Le lezioni che tengo su Skype sono ormai sperimentali: mi collego alle 23 e proseguo a oltranza finché non resto l'unico sveglio, di solito verso le quattro. Rilascerò attestato solo ai tre fedelissimi che avranno accumulato un monte ore sufficiente, ancora da stabilirsi. Nel frattempo bevo io, bevono i miei allievi, tutti fumiamo. Sarà per questo che ho la bocca ridotta come se masticassi bicchieri di plastica.

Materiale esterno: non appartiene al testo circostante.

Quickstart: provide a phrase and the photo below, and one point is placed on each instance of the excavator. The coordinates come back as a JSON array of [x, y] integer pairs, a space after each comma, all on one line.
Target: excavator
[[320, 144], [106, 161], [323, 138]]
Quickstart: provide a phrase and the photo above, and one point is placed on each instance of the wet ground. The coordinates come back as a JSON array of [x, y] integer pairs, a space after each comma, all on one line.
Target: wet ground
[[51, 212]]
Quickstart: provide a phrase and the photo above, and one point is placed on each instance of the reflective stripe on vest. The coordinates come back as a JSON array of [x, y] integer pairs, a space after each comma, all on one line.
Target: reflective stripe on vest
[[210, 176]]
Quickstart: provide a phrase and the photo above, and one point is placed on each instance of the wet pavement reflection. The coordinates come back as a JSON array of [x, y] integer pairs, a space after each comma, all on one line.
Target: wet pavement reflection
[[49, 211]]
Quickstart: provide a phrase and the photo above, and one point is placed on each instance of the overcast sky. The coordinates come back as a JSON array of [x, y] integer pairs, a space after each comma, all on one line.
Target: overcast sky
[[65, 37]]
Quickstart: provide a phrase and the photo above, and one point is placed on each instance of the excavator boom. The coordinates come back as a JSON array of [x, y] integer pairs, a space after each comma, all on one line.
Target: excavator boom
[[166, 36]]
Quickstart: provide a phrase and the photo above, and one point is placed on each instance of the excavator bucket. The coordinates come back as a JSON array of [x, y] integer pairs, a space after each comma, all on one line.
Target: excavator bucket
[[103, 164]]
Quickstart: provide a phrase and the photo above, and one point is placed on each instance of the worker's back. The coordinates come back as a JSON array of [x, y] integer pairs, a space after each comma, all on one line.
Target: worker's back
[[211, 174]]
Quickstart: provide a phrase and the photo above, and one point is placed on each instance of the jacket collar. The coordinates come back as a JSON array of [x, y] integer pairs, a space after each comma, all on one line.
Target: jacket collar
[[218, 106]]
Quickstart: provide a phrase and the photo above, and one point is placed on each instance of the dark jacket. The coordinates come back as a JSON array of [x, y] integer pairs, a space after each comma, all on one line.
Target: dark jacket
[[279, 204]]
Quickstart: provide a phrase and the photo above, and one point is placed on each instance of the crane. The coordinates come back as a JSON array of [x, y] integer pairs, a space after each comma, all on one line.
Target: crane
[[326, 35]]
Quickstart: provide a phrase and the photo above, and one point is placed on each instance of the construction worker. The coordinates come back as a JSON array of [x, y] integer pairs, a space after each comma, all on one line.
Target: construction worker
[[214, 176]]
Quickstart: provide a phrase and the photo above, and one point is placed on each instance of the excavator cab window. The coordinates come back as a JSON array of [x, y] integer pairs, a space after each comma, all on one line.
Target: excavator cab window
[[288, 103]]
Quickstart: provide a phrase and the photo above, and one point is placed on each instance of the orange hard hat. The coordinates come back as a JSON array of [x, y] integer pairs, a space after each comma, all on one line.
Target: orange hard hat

La reclame del dentifricio, che come tutti i dentifrici ha un nome assonante ai primi lavori del fortunato regista greco Yorgos Lanthimos, l'ho vista in uno stacco pubblicitario durante il primo episodio di Harry Potter. Trovo che trasmettere l'intera serie sia uno slancio escapista encomiabile da parte della maggiore emittente privata italiana, in un momento così difficile per il Paese; tant'è che mi ha ispirato uno di quegli esercizi da laboratorio di scrittura creativa in cui ancora, di tanto in tanto, mi attardo. È un esercizio che ricalca il racconto Pierre Menard, autore del Don Chisciotte di Borges: si svolge calandosi nei panni di Pierre Menard per cercare di riscrivere (attenzione: riscrivere, non riprodurre) un'opera letteraria (più realisticamente una porzione di essa) di cui si abbia un ricordo più o meno vago, per arrivare a un nuovo originale che pur completamente diverso nelle premesse, nel peritesto, sia almeno a scampoli testualmente uguale all'originale archetipico. È il principio teorico che regge la scrittura de Il Caso Moro di Sciascia. Per riempire mezza giornata ci ho provato con Harry Potter, letto a suo tempo, a cui ho dovuto però per ragioni di diritto d'autore e di memoria bruciata cambiare i nomi, sia mai che qualcuno decida di pubblicarlo. Vi faccio vedere l'incipit.

Henry Foster.
Capitolo I: nella casa dei balcani.

I Dusty vivono in un originale inglese di quei quartieri che avrebbero riscosso enorme successo nei piani regolatori della suburbanistica mondiale, i quartieri di casette basse che con italiano senso pratico avremmo chiamato villette a schiera e edificato nelle campagne adiacenti ai centri urbani per venderle al ceto operaio qualificato, ai lavoratori full-time del terziario, agli impiegati statali e ai professionisti di basso profilo. Si tratta di piani terra e primi piani di case popolari, con giardini che somiglino più a salotti all'aperto, eventualmente autorimesse, rifiniture poco più che grossolane talvolta, talvolta curate all'accanimento.
Wilson Dusty è agente di commercio nel settore hardware, sua moglie Begonia casalinga, suo figlio Dustin frequenta la scuola elementare pubblica. Una buona fetta delle provigioni del signor Dusty è dedicata a viziare il rampollo (è un bimbo pingue, lagnoso, forse affetto da un leggero disturbo dell'attenzione) perché sviluppi la dote della pretesa senza requisiti di merito, primo rudimento della scalata sociale. Conducono un'esistenza sobria, decorosa, senza sussulti, nel canone della piccola borghesia inglese alle soglie della disfatta conservatrice e dell'esplosione del new labour di Tony Blair.
I Dusty non concedono niente all'irrazionale, aderendo perfetti al paradigma d'umanità che la malnutrita comunità magica appella, non senza spregio, razza dei balcani.​

Eccetera. Mi sono distratto di nuovo. Il dentifricio: il dentifricio Parodontax, spremo il tubetto, è rosso. «Stanco di vedere il sangue quando ti lavi i denti?»: dentifricio rosso. Cerco nello specchio del bagno lo sguardo di uno che ha subito l'ennesimo raggiro del capitalismo e mi vedo in forma, fresco e lucido, che chiunque tenti di indovinare la mia età sbaglia sempre a ribasso, a volte non di poco. Mi è capitato di pensare di avere un ritratto come Dorian Gray chiuso in qualche garage, che espii i miei vizi e i miei peccati; magari un mio sosia altrove quotidianamente seviziato con un coltello.
Dalla finestra del bagno, che dà sul cortile interno, vedo cinquanta balconi. Tra le diciotto e le venti sento gli inni di Mameli, i rosari, Bohemian Rhapsody, Nada Malanima, Gaber, Gaetano, le campane di tutte le chiese bolognesi riunite, Modugno, mugugni, litigi su un'eredità, Caruso.
Allora capisco, allora è un affresco. Raccolgo la saliva e sputo nel lavandino: pulito.